Dinanzi a me non fuor cose create
永遠の物のほか物として我より先に
se non etterne, e io etterno duro.
造られしは無し。しかして我、永遠に立つ。
Lasciate ogne speranza, voi ch'intrate'
汝等こゝに入る者、一切の望みを棄てよ。
「ダンテ神曲の一文か・・・。」
定礎部分に刻まれた文章を眺めながら、苦笑する竜。
大地の周囲は隔壁で囲われており、内側に侵入するためには、
この門を通過しなければならない。
隔壁の内側に広がるのは、10年前、魔塔BIASと共に海底から浮かび上がった広大な土地、デビルスランド。

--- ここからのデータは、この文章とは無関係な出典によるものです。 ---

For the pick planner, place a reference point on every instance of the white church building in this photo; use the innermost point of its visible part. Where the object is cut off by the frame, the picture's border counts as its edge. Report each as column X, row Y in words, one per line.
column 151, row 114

その地のほぼ中心にレベルレッドの元凶といわれる塔BIASと、
それを取り囲むビーストシティが存在する。
最外周が、デビルスランドの周囲を取り囲む壁。次にビーストシティを
外部の脅威から防御するための壁、そして最後にビーストシティの中心に位置するBIASを囲む壁。この3重のセキュリティにより、デビルスランドは厳重にプロテクトされていた。
内陸部は、非ユーグリッド幾何学状の奇石が乱立し、そのいたるところで毒煙が大地から噴出。デモンストライクと呼ばれる落雷が現象が絶えず発生しており、無数にうろつく変異体が侵入者の命を狙っていた。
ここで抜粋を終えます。